One thing I do feel guilty about is my lack of blogging the last few months. Yes, summer was busy & time to write was a premium. Yes, there were days when I was plain & simply just too dang tired to do it. Yes, there were days (a few) when I literally had nothing on my mind to share. But, in all honesty, its more than that. The simple truth is that a lot of days I have chosen not to write because I was so miserable that I could hardly stand to be around myself, the thought of putting together a happy post was more than I could do, and the last thing I want is to be one of those people that writes negative post upon negative post. So I have sat in silence...

This is far from my first deployment... but its different in so many ways than any I have experienced before. Considering the state of my marriage for most of the last fifteen years, deployments have become something like a breath of fresh air for me - a time when I can breathe and be my true self for a few months. I still feel that sense of being able to breathe this time... its the being my true self part that I'm not feeling. I don't even know who or what that is anymore.

In the midst of being so sad and uncertain, I'm so thankful for a BFF that actually sees the need and takes the time to care even though she is incredibly busy. I hope everyone has someone they can turn to in time of need... because I'm once again reminded of how important that is... the difference it can make.

Monday, February 22, 2010

"Cereal Pa"

Most of my friends have mentioned a "favorite" food that their Mom made when they were growing up - usually something sweet & definitely far from healthy- that has now become a sort of comfort food for them. For me, this is a bit of a foreign concept. My Mom HATES food, cooking and pretty much anything to do with the kitchen. When I was a little girl, before my Dad passed away, I remember her making simple meals (definitely nothing memorable). After my Dad passed away, her primary method of food preparation was deciding which restaurant to drive us to for dinner. Hmmm... could this be why, as much as I LOVE cooking, I find myself drawn to the allure of restaurants so frequently?

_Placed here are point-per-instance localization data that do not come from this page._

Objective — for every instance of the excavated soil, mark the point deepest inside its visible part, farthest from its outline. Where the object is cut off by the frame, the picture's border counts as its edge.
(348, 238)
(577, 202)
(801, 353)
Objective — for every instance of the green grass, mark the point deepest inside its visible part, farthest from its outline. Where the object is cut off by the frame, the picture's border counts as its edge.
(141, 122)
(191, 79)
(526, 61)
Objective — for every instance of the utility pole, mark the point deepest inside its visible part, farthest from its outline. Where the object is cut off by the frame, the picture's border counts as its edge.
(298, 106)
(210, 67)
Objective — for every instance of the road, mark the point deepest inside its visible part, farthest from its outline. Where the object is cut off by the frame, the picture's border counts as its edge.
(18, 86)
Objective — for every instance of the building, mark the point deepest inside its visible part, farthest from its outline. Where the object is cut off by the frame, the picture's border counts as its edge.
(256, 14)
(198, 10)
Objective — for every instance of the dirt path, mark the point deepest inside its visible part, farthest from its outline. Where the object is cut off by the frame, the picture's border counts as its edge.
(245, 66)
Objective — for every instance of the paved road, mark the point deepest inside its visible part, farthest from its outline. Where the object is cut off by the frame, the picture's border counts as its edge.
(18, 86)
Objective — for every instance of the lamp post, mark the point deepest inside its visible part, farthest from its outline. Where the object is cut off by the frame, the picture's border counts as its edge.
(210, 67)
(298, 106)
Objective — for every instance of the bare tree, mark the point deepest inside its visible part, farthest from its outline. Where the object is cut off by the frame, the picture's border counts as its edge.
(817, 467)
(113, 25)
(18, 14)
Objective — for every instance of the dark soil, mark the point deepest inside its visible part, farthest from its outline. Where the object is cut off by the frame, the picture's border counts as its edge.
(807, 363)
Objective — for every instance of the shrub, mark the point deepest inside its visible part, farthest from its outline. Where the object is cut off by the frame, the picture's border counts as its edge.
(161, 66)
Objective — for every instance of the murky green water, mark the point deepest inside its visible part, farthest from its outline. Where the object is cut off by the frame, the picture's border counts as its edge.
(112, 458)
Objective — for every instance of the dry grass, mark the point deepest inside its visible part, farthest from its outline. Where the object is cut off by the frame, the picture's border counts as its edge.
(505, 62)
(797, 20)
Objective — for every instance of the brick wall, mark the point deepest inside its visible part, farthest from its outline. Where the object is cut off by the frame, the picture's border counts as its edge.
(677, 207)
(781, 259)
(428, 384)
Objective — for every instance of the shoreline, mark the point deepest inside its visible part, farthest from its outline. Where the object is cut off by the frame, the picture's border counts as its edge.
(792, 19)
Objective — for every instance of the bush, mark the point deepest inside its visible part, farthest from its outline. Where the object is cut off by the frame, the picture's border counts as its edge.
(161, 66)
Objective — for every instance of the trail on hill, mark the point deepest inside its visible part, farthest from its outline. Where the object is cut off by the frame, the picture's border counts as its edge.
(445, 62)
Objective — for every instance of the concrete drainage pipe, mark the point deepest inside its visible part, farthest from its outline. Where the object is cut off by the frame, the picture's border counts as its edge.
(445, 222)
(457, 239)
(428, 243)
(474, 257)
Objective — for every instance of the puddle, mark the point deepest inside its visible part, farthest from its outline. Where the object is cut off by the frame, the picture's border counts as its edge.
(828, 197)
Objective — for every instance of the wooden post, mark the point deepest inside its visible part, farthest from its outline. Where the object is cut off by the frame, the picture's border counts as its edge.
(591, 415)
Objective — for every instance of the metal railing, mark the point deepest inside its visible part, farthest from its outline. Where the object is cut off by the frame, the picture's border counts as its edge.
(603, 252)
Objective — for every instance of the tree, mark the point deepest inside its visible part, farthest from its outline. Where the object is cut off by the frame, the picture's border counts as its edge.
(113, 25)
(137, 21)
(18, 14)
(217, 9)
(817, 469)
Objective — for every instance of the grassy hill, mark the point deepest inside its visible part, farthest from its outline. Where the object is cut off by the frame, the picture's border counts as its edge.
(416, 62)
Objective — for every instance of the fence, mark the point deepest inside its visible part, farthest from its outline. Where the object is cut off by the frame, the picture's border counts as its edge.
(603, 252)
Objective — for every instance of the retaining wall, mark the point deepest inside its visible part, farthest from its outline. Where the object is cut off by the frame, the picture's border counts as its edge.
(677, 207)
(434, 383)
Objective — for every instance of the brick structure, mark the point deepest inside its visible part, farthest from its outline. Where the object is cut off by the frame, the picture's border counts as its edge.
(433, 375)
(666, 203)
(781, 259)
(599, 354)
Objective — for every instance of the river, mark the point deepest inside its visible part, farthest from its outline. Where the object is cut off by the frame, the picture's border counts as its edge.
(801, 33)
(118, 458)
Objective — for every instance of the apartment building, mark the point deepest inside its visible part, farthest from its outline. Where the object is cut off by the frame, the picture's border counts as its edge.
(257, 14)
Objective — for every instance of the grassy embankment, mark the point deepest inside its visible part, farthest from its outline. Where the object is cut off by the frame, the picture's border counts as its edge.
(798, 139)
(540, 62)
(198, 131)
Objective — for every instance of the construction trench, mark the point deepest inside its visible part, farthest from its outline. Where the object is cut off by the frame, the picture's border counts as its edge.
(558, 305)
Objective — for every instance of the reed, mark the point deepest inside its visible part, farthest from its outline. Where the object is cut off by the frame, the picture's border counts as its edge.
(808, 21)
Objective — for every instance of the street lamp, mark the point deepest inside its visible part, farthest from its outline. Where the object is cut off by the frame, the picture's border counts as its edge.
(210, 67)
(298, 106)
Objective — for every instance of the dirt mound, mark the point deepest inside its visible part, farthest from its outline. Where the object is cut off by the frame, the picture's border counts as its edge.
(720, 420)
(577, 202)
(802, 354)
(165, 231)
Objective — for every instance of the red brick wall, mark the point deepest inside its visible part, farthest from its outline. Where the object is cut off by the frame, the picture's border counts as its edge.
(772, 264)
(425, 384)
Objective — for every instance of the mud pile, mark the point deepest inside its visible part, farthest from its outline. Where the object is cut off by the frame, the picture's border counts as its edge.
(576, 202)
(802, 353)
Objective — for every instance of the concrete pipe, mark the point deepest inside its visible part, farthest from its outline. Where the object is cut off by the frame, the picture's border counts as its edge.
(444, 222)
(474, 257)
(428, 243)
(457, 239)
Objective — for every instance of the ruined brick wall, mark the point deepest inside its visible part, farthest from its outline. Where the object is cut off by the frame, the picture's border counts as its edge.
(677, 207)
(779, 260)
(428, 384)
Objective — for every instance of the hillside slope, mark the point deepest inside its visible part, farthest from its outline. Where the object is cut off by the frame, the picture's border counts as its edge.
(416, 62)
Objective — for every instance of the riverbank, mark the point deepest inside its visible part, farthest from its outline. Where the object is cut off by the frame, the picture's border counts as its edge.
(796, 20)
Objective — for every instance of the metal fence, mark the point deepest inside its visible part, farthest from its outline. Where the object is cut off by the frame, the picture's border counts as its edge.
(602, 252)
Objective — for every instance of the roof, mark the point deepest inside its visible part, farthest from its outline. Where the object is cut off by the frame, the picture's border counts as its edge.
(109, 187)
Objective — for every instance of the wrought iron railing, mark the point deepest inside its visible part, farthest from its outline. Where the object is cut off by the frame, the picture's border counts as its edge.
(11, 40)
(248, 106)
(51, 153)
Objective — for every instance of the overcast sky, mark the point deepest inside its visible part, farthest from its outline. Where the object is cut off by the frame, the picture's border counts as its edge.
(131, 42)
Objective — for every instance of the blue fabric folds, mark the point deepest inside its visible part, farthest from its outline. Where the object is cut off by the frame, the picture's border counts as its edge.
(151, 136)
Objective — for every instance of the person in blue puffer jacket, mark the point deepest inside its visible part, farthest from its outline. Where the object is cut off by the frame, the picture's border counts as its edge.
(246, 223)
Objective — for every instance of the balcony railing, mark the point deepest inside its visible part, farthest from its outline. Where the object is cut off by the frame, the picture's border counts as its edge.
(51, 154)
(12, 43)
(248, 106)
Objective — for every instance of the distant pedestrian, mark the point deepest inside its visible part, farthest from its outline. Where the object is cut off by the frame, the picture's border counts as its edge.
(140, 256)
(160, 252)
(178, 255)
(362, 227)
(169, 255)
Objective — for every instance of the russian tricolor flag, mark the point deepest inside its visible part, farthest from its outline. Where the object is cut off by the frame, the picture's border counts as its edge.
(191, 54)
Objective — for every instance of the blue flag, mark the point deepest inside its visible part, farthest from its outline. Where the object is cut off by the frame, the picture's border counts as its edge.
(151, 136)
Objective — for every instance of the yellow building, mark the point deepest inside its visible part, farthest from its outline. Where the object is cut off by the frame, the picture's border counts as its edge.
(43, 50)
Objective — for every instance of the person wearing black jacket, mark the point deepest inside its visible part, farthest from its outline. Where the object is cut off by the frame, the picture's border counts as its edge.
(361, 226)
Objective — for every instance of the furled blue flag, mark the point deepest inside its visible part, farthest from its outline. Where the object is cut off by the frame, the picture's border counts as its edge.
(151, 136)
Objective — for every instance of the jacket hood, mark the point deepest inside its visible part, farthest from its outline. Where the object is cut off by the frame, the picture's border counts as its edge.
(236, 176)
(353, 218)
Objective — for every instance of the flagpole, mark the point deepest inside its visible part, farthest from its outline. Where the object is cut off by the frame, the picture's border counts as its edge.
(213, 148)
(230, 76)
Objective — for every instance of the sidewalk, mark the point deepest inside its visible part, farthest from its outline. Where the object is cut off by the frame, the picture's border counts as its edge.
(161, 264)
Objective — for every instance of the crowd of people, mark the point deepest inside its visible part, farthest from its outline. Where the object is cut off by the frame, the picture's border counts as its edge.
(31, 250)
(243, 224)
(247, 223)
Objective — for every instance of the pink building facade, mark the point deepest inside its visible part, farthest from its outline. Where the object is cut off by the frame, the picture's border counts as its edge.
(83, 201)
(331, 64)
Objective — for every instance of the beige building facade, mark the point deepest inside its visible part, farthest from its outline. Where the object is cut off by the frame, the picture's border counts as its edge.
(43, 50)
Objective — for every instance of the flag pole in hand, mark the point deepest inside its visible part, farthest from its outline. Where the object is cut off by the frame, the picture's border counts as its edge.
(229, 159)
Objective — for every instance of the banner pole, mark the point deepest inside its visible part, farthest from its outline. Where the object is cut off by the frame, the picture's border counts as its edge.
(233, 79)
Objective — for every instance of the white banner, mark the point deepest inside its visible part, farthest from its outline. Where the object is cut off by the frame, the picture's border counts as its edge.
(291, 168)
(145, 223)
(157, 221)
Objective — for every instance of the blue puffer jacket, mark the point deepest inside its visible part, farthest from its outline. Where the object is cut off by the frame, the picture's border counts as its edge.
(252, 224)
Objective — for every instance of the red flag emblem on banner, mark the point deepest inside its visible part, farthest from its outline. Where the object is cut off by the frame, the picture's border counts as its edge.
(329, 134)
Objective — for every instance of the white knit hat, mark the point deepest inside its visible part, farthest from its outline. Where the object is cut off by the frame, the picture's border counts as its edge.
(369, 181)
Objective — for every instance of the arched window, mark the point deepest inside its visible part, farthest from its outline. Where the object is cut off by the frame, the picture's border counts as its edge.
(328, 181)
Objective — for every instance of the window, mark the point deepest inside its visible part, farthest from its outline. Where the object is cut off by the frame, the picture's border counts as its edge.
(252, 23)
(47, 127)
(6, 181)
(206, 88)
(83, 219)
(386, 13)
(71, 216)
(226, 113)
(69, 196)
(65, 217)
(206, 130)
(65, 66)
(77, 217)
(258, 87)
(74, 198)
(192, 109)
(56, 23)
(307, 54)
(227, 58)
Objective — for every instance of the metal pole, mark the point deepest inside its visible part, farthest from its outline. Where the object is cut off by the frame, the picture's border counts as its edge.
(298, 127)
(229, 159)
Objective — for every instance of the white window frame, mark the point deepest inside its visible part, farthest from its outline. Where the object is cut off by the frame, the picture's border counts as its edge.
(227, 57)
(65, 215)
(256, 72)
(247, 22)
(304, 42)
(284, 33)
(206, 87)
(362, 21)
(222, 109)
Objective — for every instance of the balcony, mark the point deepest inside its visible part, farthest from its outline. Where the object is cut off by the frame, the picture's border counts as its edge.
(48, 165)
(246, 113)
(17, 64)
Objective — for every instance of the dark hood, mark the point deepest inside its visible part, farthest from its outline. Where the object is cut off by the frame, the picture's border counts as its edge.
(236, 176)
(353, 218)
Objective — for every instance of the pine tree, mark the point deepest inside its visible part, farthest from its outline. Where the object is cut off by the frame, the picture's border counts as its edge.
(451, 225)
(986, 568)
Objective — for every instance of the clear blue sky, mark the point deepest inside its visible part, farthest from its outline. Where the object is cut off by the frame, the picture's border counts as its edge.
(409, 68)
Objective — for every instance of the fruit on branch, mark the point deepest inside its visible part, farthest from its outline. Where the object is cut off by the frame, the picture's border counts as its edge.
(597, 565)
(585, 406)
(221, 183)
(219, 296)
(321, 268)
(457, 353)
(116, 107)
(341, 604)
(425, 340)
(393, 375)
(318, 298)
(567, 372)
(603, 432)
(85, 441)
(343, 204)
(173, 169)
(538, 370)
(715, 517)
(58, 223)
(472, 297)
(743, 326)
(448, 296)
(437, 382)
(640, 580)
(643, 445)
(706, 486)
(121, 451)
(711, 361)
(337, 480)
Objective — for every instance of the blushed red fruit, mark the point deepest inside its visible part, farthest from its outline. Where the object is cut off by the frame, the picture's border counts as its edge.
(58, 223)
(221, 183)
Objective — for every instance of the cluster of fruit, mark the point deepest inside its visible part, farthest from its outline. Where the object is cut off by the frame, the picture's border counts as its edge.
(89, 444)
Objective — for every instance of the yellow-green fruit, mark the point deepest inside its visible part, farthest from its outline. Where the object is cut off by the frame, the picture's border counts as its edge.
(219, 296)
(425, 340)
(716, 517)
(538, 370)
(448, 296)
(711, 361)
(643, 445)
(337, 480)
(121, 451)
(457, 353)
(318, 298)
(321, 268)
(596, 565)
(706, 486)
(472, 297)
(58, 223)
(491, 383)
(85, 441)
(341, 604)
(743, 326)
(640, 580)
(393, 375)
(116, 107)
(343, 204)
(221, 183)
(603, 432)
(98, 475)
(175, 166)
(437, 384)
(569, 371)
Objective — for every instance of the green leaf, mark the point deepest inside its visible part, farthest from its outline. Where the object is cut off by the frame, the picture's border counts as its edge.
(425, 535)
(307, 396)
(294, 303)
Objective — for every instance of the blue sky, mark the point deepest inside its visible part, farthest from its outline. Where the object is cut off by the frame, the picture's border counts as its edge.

While my friends have their "favorite" comfort foods from their Mom's... I have "cereal pa." My Grandpa's favorite cereal was Peanut Butter Cap'n Crunch, but when I was a little I couldn't say that & have always called it "cereal pa." I'm not big on sugary, fake flavored cereals, but this is one I can't seem to let go of... and I've pretty much decided not to. However, like so many things in my life... I have assigned little rules to it. #1: I will only buy it when its on sale (ie. no more than $2 per box) and #2: I only eat one bowl (measured serving) per box. Usually I make my bowl, the last serving in the box, so there's no chance of going back for more. This has worked well & kept me from eating it by the box.


A few weeks ago it was on sale for $1 per box, but you had to buy five boxes. Five boxes equals five bowls of my favorite cereal for me - or does it? I made it through boxes 1, 2 & 3 without having a single bowl. On box #4 I succumbed and had a bowl... unmeasured which is so not like me. Box #5 is in the cupboard, unopened... and I'm determined that when it is opened I will resist. One bowl out of five boxes seems reasonable... and I'm not feeling at all like I'm being deprived of something I love.


How do you keep from going overboard on foods you really like? Are there foods you have to totally avoid?


On another note: I'm finding it way more difficult to get back to my routine than I thought I would after the weekend. I mean it was only a couple days...but it feels like its been a couple months since I happily went to the gym & ate a "planned" meal. But I'm working on meal planning for the week (starting tomorrow) and will get to the gym later this evening.


I fell a little short on my mini-goal last week... gonna keep the same goal for this week. Hopefully a "normal" week will make it attainable. Hope every one's week is off to a good start!